Transports et mobilité
03 juin 2026
Eine Reise, ein Ticket: EU plant einfachere Bahnreisen
Um nahtloses Reisen in ganz Europa zu ermöglichen, hat die Europäische Kommission neue Vorschriften vorgeschlagen. Diese sollen die Planung und Buchung von Regional-, Fern- und grenzüberschreitenden Reisen, insbesondere bei Bahnfahrten, an denen mehrere Betreiber beteiligt sind, vereinfachen.
Wer künftig grenzüberschreitend Bahn fährt, soll die vollständige Strecke in einem einzigen Schritt buchen können, auch dann, wenn mehrere Betreiber daran beteiligt sind. Die EU beabsichtigt, Bahnunternehmen zur Weitergabe von Ticket- und Fahrplandaten zu verpflichten und eine stärkere Öffnung bestehender Systeme durchzusetzen. Dadurch soll der Preisvergleich einfacher werden, und kombinierte Verbindungen sollen sich unkomplizierter buchen lassen. Zugleich würden einheitliche Fahrgastrechte wirksam.
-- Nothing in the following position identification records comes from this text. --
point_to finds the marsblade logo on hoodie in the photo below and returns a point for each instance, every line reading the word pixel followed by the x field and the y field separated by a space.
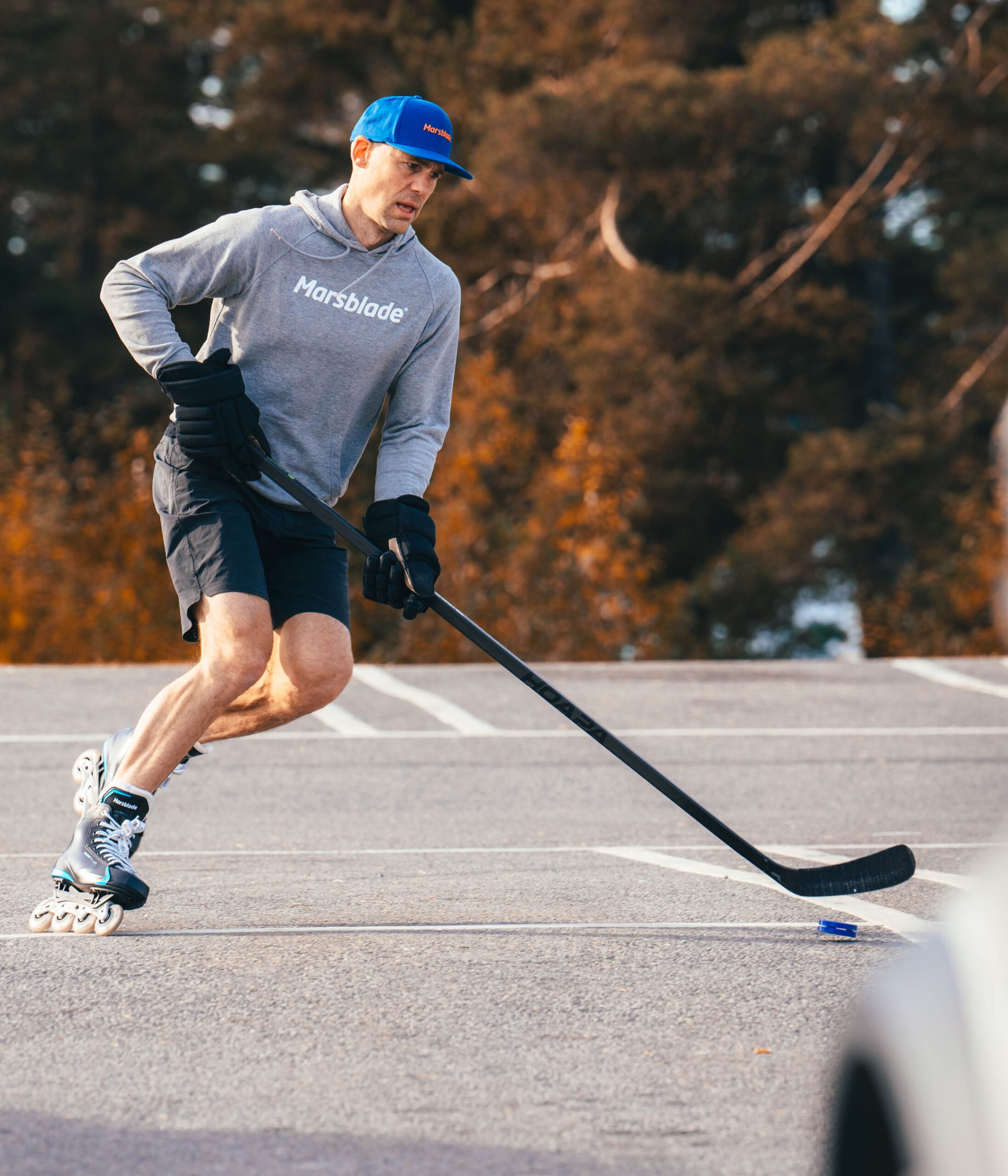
pixel 351 303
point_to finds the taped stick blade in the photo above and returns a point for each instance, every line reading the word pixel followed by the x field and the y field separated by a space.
pixel 877 872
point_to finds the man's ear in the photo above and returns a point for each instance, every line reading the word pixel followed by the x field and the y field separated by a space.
pixel 360 151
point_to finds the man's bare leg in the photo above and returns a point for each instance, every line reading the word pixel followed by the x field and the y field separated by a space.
pixel 310 666
pixel 236 645
pixel 310 662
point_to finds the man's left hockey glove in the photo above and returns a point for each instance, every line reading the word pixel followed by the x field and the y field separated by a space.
pixel 407 521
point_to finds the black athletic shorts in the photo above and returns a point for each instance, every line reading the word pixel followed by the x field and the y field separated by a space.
pixel 220 537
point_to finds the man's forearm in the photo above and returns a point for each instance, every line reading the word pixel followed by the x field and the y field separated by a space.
pixel 142 318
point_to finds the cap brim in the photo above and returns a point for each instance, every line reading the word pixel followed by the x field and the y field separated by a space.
pixel 450 166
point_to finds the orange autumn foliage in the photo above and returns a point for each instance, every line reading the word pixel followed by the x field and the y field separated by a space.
pixel 84 568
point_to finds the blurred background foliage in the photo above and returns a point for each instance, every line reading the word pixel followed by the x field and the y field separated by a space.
pixel 725 266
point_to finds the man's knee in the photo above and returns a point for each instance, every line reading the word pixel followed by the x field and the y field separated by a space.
pixel 317 659
pixel 316 684
pixel 237 638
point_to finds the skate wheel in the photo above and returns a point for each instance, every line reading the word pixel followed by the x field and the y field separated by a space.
pixel 40 919
pixel 62 921
pixel 86 758
pixel 109 920
pixel 84 923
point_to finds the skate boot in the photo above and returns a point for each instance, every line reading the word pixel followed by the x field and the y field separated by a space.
pixel 93 769
pixel 95 879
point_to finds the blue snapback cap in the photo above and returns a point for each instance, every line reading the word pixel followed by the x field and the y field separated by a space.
pixel 413 125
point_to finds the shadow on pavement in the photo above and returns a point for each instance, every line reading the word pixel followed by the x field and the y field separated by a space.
pixel 43 1145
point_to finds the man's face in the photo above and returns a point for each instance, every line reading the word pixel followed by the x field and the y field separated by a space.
pixel 393 186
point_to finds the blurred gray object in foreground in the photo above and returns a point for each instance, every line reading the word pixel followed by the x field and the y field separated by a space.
pixel 924 1086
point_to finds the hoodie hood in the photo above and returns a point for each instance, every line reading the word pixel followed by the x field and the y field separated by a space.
pixel 326 213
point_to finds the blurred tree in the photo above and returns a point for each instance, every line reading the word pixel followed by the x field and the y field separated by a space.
pixel 723 264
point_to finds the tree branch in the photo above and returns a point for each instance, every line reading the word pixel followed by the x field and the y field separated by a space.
pixel 610 232
pixel 968 41
pixel 826 226
pixel 972 374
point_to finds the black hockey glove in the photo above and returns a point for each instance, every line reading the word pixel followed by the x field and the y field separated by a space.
pixel 214 418
pixel 407 521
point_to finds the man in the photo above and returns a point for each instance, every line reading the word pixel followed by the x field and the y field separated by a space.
pixel 321 310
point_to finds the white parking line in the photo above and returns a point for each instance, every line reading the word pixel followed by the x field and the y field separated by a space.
pixel 444 711
pixel 564 733
pixel 428 928
pixel 339 719
pixel 242 852
pixel 911 927
pixel 948 677
pixel 807 854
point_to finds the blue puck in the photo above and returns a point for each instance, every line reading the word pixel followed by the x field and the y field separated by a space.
pixel 846 931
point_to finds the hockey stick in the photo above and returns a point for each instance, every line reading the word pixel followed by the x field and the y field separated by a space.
pixel 877 872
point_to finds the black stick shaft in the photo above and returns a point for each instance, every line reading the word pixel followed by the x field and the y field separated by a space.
pixel 504 657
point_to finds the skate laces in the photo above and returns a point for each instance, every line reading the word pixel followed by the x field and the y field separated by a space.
pixel 112 840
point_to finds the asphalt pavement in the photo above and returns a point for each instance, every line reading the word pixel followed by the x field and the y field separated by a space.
pixel 436 929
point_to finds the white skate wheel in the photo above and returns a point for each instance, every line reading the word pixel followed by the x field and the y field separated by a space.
pixel 84 923
pixel 40 919
pixel 77 772
pixel 111 920
pixel 63 921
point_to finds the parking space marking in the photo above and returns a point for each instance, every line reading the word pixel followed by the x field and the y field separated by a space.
pixel 911 927
pixel 948 677
pixel 443 710
pixel 488 732
pixel 339 719
pixel 423 928
pixel 807 854
pixel 242 852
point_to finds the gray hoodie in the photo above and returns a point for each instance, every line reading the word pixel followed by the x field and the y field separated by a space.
pixel 323 330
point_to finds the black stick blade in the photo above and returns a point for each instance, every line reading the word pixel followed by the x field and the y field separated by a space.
pixel 877 872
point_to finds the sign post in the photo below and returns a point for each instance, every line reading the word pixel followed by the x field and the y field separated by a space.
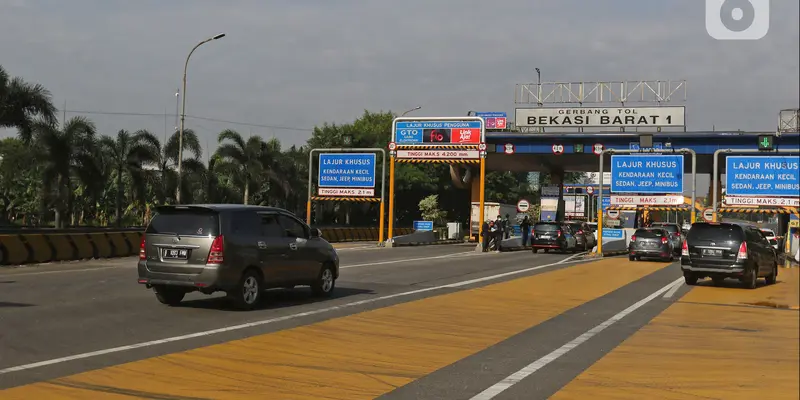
pixel 708 215
pixel 346 174
pixel 608 117
pixel 635 184
pixel 742 186
pixel 445 140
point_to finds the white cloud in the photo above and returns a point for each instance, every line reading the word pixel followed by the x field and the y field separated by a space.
pixel 293 63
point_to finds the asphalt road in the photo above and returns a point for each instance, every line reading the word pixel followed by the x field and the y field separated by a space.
pixel 472 325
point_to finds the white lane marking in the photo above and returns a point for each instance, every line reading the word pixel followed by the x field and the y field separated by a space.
pixel 531 368
pixel 457 255
pixel 266 321
pixel 674 290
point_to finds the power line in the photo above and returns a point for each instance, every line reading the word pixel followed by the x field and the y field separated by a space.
pixel 161 115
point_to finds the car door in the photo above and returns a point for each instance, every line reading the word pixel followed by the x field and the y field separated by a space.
pixel 302 256
pixel 769 256
pixel 274 250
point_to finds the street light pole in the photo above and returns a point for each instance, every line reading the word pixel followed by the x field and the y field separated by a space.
pixel 411 110
pixel 183 113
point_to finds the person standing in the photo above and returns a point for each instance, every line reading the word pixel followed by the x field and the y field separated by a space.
pixel 525 227
pixel 498 223
pixel 485 236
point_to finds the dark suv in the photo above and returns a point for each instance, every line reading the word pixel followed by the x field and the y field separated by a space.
pixel 241 250
pixel 583 234
pixel 675 234
pixel 651 243
pixel 728 250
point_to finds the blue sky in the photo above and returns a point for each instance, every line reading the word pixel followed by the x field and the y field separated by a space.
pixel 298 64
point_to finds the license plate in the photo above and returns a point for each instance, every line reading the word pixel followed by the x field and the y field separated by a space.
pixel 177 254
pixel 712 252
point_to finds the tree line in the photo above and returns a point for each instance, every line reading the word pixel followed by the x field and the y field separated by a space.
pixel 69 174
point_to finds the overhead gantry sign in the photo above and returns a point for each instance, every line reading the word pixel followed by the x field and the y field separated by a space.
pixel 447 140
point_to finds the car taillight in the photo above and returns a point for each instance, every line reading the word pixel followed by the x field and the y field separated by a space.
pixel 215 255
pixel 142 251
pixel 742 255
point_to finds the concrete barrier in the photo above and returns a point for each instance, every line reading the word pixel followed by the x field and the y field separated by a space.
pixel 44 246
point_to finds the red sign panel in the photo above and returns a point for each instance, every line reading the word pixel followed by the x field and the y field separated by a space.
pixel 465 135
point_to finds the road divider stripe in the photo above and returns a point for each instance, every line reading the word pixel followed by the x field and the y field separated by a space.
pixel 531 368
pixel 269 321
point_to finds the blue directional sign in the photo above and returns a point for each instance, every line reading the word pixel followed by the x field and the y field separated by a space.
pixel 437 132
pixel 763 176
pixel 347 170
pixel 423 225
pixel 491 114
pixel 646 173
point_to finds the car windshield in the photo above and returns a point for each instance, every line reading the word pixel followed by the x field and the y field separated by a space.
pixel 546 227
pixel 715 232
pixel 191 222
pixel 649 233
pixel 576 227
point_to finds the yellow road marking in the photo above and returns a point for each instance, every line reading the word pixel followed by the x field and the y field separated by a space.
pixel 712 344
pixel 356 357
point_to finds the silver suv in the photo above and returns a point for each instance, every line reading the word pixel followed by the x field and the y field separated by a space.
pixel 240 250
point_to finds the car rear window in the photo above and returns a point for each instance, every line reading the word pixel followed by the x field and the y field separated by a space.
pixel 546 227
pixel 717 233
pixel 185 222
pixel 649 233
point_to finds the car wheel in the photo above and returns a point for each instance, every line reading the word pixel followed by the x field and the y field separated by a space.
pixel 325 282
pixel 247 293
pixel 751 279
pixel 170 296
pixel 773 277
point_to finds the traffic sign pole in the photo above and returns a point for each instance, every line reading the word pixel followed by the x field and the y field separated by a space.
pixel 348 150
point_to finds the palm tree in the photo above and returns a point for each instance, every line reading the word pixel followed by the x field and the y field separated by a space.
pixel 127 154
pixel 245 157
pixel 20 102
pixel 166 181
pixel 64 153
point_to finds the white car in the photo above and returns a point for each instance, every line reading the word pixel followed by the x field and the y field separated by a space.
pixel 770 234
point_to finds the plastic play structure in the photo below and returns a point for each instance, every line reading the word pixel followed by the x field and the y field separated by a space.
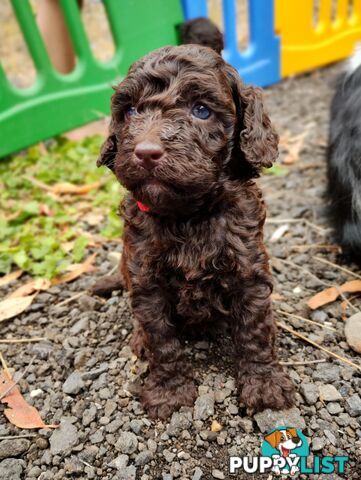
pixel 286 37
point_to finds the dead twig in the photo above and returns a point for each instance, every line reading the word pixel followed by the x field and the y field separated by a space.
pixel 329 352
pixel 322 282
pixel 316 246
pixel 331 264
pixel 18 380
pixel 23 340
pixel 12 437
pixel 5 367
pixel 303 362
pixel 282 312
pixel 70 299
pixel 276 221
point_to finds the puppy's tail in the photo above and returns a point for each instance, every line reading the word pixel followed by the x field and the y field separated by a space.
pixel 351 240
pixel 201 31
pixel 355 61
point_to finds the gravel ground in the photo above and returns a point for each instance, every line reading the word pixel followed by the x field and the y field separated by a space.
pixel 85 377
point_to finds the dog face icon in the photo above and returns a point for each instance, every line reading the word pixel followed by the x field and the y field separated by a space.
pixel 284 440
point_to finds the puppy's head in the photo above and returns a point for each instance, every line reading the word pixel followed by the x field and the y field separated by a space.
pixel 182 124
pixel 284 440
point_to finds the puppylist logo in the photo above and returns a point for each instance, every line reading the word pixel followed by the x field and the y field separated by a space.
pixel 285 451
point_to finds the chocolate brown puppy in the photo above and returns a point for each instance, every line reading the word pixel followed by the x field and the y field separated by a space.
pixel 187 139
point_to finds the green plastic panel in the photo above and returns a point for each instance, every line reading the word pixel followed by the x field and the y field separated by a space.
pixel 56 103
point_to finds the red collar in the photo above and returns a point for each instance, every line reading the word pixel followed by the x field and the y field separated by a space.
pixel 142 207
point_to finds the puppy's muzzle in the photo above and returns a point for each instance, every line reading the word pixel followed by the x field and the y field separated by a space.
pixel 148 154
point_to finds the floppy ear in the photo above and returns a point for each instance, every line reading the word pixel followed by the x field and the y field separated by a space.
pixel 273 438
pixel 258 140
pixel 108 151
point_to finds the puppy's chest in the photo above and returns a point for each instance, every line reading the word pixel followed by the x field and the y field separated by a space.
pixel 199 280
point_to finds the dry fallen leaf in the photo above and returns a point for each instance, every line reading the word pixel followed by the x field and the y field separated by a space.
pixel 11 307
pixel 293 146
pixel 70 188
pixel 19 412
pixel 10 277
pixel 331 294
pixel 74 271
pixel 31 287
pixel 276 296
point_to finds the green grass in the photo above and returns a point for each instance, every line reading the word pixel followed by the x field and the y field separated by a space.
pixel 43 233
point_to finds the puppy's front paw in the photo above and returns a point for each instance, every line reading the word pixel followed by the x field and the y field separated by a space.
pixel 161 400
pixel 266 386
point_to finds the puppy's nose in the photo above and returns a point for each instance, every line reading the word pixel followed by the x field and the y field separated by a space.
pixel 148 154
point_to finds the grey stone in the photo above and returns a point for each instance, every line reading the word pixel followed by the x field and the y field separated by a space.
pixel 222 394
pixel 86 304
pixel 204 407
pixel 89 415
pixel 269 419
pixel 73 467
pixel 167 476
pixel 93 374
pixel 63 439
pixel 328 393
pixel 309 392
pixel 246 424
pixel 11 469
pixel 318 443
pixel 353 332
pixel 34 472
pixel 97 437
pixel 326 373
pixel 152 445
pixel 13 447
pixel 198 474
pixel 168 455
pixel 128 473
pixel 73 384
pixel 233 409
pixel 127 443
pixel 331 437
pixel 105 393
pixel 143 458
pixel 80 326
pixel 136 426
pixel 180 421
pixel 319 316
pixel 334 408
pixel 353 405
pixel 218 474
pixel 119 462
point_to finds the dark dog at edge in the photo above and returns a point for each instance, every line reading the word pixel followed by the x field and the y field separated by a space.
pixel 187 138
pixel 344 160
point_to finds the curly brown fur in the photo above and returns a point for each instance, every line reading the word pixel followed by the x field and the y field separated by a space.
pixel 201 31
pixel 197 258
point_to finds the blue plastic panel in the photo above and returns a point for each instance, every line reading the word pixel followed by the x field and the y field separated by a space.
pixel 259 64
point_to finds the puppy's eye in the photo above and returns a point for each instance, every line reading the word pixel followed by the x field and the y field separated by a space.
pixel 200 111
pixel 130 111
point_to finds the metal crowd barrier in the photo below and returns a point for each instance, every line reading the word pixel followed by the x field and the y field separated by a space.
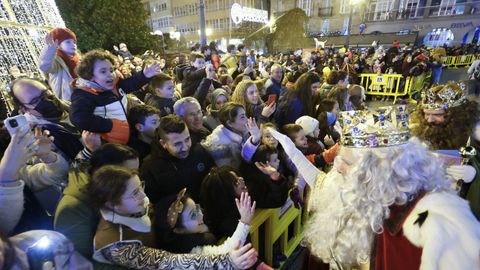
pixel 277 226
pixel 387 85
pixel 460 60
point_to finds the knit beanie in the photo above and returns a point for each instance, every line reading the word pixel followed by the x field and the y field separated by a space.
pixel 308 124
pixel 331 117
pixel 62 34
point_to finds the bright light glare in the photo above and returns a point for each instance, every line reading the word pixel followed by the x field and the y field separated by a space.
pixel 271 23
pixel 43 243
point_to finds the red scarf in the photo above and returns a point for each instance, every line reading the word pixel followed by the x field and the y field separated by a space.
pixel 71 61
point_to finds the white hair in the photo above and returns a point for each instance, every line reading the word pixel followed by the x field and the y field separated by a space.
pixel 180 105
pixel 351 208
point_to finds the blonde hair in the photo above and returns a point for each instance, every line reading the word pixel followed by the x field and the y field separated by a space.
pixel 352 208
pixel 238 95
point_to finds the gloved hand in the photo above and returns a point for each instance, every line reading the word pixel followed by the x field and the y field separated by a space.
pixel 330 154
pixel 119 134
pixel 465 172
pixel 296 197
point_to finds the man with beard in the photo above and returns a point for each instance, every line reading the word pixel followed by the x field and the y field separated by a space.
pixel 386 202
pixel 446 119
pixel 42 108
pixel 174 162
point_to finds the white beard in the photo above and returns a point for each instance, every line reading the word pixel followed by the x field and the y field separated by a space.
pixel 335 224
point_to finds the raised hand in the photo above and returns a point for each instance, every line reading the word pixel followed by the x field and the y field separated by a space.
pixel 268 110
pixel 268 170
pixel 92 141
pixel 152 70
pixel 19 150
pixel 254 130
pixel 245 207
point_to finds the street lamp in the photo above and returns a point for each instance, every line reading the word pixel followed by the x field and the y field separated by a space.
pixel 349 28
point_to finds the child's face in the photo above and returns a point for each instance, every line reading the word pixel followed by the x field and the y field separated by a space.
pixel 301 139
pixel 316 132
pixel 192 218
pixel 69 46
pixel 102 73
pixel 268 139
pixel 252 95
pixel 198 63
pixel 238 184
pixel 274 161
pixel 149 126
pixel 133 199
pixel 166 91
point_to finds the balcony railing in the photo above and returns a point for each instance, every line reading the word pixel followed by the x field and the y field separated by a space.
pixel 325 12
pixel 425 12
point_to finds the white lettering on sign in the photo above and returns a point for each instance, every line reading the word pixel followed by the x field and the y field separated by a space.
pixel 239 14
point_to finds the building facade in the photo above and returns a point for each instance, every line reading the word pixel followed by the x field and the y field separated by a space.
pixel 181 18
pixel 437 21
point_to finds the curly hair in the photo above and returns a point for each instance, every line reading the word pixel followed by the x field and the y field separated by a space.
pixel 459 124
pixel 85 67
pixel 377 179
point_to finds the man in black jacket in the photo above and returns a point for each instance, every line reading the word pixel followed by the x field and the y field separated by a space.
pixel 173 163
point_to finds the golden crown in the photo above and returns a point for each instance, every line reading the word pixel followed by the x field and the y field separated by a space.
pixel 383 127
pixel 442 97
Hinter der Reform stehen auch klimapolitische Absichten. Die EU-Kommission möchte mehr Menschen dazu bewegen, auf Kurzstreckenflüge zu verzichten und stattdessen den Zug zu wählen. Internationale Bahnreisen gelten als deutlich umweltschonender als Flüge, scheitern bislang jedoch oft an intransparenten Buchungswegen, uneinheitlichen Standards und fehlender Kompatibilität verschiedener Systeme.
Nicht alle Beteiligten stehen den Plänen positiv gegenüber. Der europäische Bahnverband CER warnt, verpflichtende Datenweitergaben könnten die Unternehmen finanziell erheblich belasten. Der Verband plädiert dafür, dass die EU vorrangig in den Infrastrukturausbau investiere, statt neue Vertriebsvorschriften einzuführen.
In der Schweiz wird der Vorstoss grundsätzlich begrüsst. Das Bundesamt für Verkehr (BAV) unterstützt ein vereinfachtes grenzüberschreitendes Ticketing. Die SBB teilen dieses Ziel, sind jedoch der Ansicht, dass die Bahnbranche die nötigen Verbesserungen auch ohne neue gesetzliche Vorgaben erreichen kann.